Após mais do que uma tentativa de desestatizar a companhia de bandeira, a mesma viria finalmente a ser privatizada nas mãos do último governo de coligação PSD/CDS, no decorrer do memorando da Troika (assinado pelo governo de Sócrates). No entanto, foi “sol de pouca dura”, já que o governo da Geringonça acabou por reverter este processo, em 2015, ficando com 50% do capital social da empresa, alegando que em circunstância alguma “o Estado poderá perder a maioria de capital da TAP”. A partir daí, começam, ao longo dos anos, as consecutivas injeções de dinheiro público, de forma completamente irresponsável, somando-se já cerca de 3,2 mil milhões de euros. Pergunto-me se esse dinheiro não seria crucial em áreas como a saúde, educação, ou, por exemplo, e talvez mais indispensável, no combate às grandes dificuldades que advieram da crise pandémica e, mais recentemente com a guerra, com vista a mitigá-las, tendo em conta que várias empresas tiveram de fechar portas na sequência destas mesmas dificuldades e se verificou uma brutal perda de poder de compra.

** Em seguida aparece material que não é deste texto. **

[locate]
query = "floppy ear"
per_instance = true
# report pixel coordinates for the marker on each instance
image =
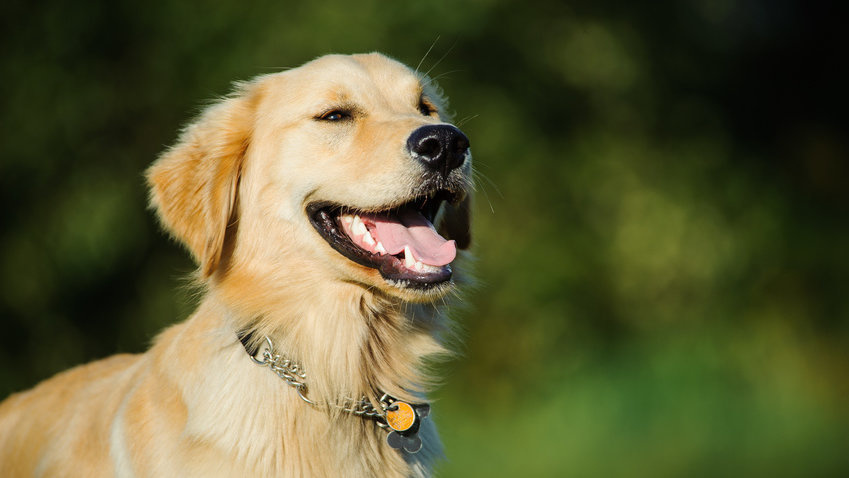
(193, 184)
(456, 222)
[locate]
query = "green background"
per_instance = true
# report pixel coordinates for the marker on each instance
(661, 217)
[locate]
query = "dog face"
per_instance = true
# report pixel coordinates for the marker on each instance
(337, 170)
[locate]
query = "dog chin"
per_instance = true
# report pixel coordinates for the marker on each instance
(413, 292)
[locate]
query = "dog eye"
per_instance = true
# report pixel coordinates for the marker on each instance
(335, 115)
(425, 107)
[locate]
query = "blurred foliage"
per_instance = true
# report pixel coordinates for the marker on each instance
(661, 218)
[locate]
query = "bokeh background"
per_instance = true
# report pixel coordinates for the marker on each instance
(661, 225)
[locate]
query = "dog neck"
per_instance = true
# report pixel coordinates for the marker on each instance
(352, 342)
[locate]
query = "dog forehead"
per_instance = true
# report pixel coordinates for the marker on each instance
(369, 78)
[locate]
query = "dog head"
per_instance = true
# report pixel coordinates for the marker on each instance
(345, 169)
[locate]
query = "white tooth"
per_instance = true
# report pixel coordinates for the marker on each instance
(358, 227)
(409, 261)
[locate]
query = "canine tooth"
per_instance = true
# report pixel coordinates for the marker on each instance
(358, 227)
(409, 260)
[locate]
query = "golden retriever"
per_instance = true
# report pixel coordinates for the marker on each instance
(308, 198)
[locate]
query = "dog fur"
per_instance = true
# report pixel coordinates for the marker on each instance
(233, 190)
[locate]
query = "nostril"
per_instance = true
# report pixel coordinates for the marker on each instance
(461, 144)
(429, 148)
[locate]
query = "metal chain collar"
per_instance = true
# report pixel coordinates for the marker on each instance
(295, 376)
(400, 418)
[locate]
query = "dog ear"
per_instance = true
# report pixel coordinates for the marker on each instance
(456, 222)
(194, 183)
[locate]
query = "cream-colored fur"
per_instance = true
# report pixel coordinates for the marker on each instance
(234, 190)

Defendendo que a TAP não deveria ficar sozinha, António Costa e o seu governo sublinharam sempre que a mesma representa a “garantia da nossa independência nacional” e “instrumental para a economia portuguesa” como fundamento para aquilo que agora se conclui como um erro monstruoso. Tudo por se tratar de um caminho estratégico e benéfico para o país, seja lá o que isso signifique. Aliás, nas palavras de Pedro Nuno Santos, a TAP não seria nunca uma “TAPzinha”. No entanto, aquilo que se verificou foi um grande número de despedimentos, cortes de salário, redução de rotas, entre outros. Um autêntico buraco sem fundo para onde se atirou o dinheiro dos contribuintes e que o pôs a voar, literalmente.

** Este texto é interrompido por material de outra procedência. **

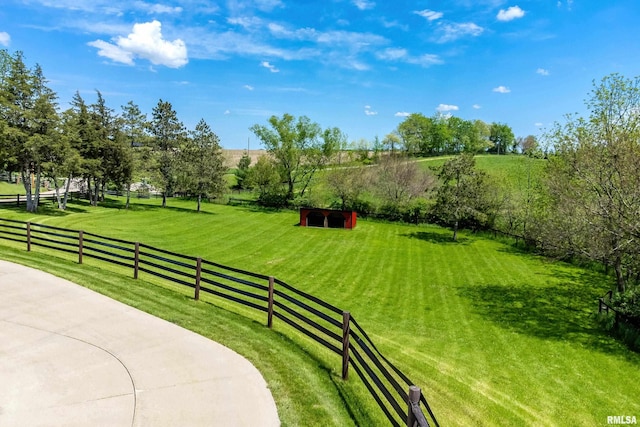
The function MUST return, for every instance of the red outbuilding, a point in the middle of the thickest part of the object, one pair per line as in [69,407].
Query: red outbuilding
[327,218]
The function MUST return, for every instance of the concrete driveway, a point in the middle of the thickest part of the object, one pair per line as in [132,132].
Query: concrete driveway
[72,357]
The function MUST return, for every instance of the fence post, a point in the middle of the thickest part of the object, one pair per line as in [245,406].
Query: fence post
[80,245]
[346,329]
[270,303]
[28,237]
[198,276]
[136,260]
[414,398]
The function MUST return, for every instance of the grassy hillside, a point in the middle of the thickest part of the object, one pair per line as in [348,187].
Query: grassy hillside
[494,336]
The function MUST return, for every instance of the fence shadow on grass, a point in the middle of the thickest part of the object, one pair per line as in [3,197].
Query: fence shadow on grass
[564,311]
[437,238]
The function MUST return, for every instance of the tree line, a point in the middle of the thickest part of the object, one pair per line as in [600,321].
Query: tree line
[94,144]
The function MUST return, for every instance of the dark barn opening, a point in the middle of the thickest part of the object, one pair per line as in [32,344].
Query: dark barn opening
[315,219]
[335,220]
[327,218]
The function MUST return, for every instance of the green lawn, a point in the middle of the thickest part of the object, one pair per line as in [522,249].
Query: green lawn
[492,335]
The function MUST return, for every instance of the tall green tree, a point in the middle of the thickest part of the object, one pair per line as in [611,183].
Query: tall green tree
[415,132]
[28,111]
[87,143]
[63,159]
[201,165]
[168,133]
[592,203]
[464,195]
[501,137]
[299,147]
[134,126]
[242,170]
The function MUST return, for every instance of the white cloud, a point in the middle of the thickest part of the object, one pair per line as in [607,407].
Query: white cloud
[161,8]
[400,54]
[113,52]
[5,38]
[514,12]
[369,112]
[451,32]
[429,15]
[269,66]
[392,54]
[146,42]
[245,21]
[501,89]
[446,107]
[268,5]
[364,4]
[425,60]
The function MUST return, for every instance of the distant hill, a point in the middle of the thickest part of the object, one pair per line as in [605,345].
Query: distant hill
[232,157]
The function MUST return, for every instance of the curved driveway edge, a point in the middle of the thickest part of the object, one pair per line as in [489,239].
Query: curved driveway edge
[70,356]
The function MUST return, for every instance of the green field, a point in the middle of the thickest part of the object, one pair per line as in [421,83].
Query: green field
[492,335]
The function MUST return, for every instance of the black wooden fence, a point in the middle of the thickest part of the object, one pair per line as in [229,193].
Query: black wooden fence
[335,329]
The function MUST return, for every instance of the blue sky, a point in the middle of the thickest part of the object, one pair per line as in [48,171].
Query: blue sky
[360,65]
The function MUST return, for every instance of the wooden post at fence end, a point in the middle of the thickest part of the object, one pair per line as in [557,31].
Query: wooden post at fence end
[136,260]
[414,398]
[346,330]
[270,303]
[198,276]
[28,237]
[80,245]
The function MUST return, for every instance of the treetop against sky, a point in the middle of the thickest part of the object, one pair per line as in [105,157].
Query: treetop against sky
[360,65]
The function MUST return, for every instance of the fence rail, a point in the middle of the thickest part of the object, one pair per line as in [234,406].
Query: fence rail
[21,199]
[335,329]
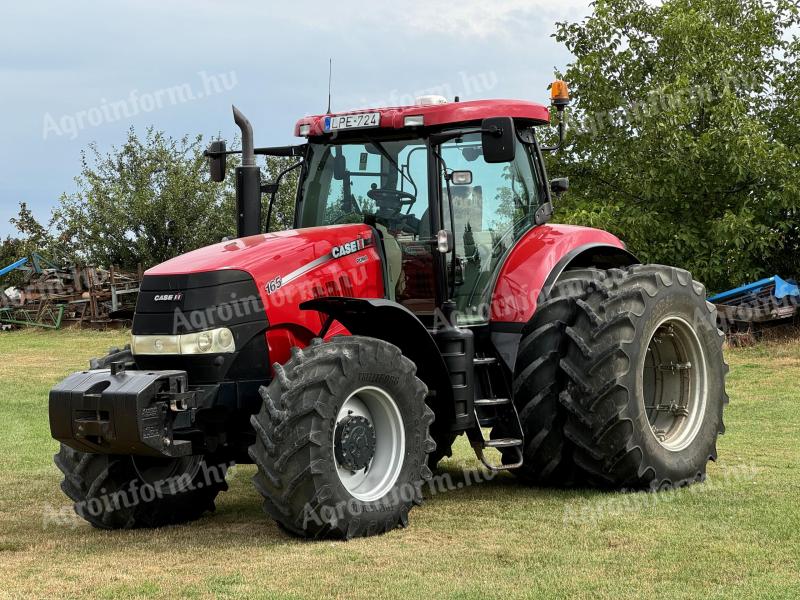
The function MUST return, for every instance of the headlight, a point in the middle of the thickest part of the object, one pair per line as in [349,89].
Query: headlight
[215,341]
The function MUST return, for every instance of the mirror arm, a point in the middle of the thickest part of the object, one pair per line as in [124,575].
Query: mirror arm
[561,130]
[266,151]
[272,189]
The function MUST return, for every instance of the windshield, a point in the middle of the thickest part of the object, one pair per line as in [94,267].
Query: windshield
[384,183]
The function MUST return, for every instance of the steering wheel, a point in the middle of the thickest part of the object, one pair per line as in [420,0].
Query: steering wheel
[388,197]
[348,218]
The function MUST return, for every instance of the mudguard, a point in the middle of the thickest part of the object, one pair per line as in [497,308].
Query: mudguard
[534,263]
[393,323]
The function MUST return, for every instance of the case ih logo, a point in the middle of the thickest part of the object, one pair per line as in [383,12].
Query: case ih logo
[176,297]
[348,248]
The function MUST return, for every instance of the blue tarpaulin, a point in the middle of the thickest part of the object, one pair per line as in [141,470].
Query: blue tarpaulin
[783,289]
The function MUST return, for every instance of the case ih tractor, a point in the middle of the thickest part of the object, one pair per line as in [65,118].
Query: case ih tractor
[421,295]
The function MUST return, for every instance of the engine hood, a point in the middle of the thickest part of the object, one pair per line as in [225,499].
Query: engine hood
[290,267]
[264,254]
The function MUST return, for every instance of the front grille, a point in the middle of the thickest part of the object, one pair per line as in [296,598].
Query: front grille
[178,304]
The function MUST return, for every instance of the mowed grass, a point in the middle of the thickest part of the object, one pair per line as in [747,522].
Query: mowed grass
[737,535]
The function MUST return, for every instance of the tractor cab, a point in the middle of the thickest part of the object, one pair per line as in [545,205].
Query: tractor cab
[449,199]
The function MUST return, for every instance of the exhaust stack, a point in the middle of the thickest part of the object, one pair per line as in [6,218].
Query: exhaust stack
[248,182]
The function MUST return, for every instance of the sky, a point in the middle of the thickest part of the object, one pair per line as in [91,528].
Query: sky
[73,73]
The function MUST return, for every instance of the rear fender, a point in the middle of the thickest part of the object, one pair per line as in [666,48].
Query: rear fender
[532,268]
[535,262]
[394,323]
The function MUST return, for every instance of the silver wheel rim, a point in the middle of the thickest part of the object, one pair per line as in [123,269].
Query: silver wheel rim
[674,384]
[380,476]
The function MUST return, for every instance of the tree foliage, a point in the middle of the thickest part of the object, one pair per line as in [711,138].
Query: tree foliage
[685,131]
[143,203]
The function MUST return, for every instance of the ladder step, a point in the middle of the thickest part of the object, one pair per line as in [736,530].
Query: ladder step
[492,401]
[503,443]
[488,360]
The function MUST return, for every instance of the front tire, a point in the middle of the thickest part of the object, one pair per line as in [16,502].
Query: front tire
[342,439]
[128,492]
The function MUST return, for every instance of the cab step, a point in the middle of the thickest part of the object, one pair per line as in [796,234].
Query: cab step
[492,401]
[488,410]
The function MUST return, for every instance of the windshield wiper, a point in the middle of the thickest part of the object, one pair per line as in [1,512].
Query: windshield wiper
[388,157]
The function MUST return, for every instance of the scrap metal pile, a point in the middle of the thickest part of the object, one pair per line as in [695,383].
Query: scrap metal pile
[50,296]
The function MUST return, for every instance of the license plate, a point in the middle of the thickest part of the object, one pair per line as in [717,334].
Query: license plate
[357,121]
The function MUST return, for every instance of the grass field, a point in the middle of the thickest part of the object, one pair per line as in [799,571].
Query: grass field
[737,535]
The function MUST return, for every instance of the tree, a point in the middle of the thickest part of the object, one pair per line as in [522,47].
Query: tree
[686,129]
[31,236]
[144,202]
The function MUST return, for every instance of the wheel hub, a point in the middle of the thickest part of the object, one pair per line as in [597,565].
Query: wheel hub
[674,383]
[354,442]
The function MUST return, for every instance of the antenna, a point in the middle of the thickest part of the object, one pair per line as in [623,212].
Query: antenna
[330,74]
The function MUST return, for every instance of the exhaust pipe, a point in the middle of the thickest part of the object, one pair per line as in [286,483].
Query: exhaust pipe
[248,182]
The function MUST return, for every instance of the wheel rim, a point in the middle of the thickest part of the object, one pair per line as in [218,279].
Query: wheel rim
[674,384]
[379,409]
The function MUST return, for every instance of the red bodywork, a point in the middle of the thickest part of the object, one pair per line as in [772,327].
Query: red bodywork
[452,113]
[343,260]
[531,260]
[271,258]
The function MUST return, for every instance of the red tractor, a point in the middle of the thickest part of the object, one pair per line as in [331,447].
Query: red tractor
[422,294]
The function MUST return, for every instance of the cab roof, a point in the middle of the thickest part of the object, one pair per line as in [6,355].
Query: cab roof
[434,115]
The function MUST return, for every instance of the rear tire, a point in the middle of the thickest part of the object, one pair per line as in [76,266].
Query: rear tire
[299,475]
[646,380]
[538,381]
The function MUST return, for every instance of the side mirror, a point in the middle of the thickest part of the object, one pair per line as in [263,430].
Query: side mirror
[339,167]
[216,160]
[461,177]
[559,186]
[499,139]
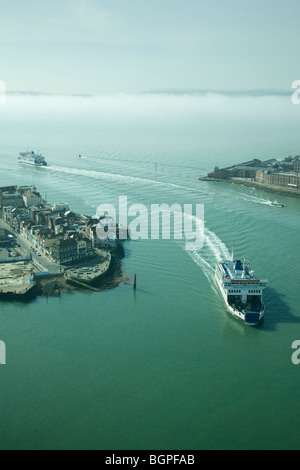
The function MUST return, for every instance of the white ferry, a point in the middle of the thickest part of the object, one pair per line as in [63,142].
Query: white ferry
[241,290]
[31,158]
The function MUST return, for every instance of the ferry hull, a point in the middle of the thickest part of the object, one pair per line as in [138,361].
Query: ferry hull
[250,318]
[32,163]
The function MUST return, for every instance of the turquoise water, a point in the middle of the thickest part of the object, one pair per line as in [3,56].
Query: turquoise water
[167,368]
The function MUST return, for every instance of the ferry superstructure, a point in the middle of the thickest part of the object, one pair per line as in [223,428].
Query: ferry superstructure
[32,158]
[241,290]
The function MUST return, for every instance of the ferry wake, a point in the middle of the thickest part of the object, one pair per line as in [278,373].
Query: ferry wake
[241,290]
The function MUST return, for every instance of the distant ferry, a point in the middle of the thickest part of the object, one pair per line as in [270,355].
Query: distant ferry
[32,158]
[241,290]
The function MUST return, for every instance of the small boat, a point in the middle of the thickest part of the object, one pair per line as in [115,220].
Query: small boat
[277,204]
[241,290]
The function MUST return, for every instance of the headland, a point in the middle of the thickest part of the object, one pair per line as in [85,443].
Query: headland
[281,177]
[47,249]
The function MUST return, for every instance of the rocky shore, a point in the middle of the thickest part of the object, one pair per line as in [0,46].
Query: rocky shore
[54,287]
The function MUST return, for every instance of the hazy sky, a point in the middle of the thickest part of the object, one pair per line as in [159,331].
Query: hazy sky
[93,46]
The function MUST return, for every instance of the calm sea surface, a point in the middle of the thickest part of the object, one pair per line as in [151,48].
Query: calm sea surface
[168,368]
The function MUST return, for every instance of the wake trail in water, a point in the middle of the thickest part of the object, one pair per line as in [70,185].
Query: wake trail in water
[114,177]
[213,251]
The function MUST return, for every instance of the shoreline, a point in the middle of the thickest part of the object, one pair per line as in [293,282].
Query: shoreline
[279,190]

O possível impacto do fechar da torneira das contas públicas para a TAP, ou até da possível insolvência da mesma, não seria tão fatal como aquilo que nos querem fazer crer. Desde que exista procura de voos, há sempre quem invista ou uma outra companhia que ocupe este mesmo espaço. A título de exemplo, a Eslovénia deixou cair a sua companhia de bandeira em 2019, e, mais tarde, após pandemia, um conjunto de empresas criou uma nova companhia. Trata-se de um país pequeno e bastante acessível através de comboio, pelo que, em Portugal, seria ainda mais fácil implementar algo do género pelas características do nosso país e pela sua posição geográfica. Como este exemplo, temos também o caso da Hungria, com a insolvência da MALEV e posterior ocupação pela Wizz Air do espaço vazio deixado pela companhia anterior, entre outros. Tal permite-nos concluir que, a queda da TAP não seria assim tão dramática, tendo em conta que é o turismo que alimenta o negócio das companhias aéreas e não o contrário. Escusado será dizer que se trata de uma das maiores injeções de dinheiro público numa empresa na história de Portugal.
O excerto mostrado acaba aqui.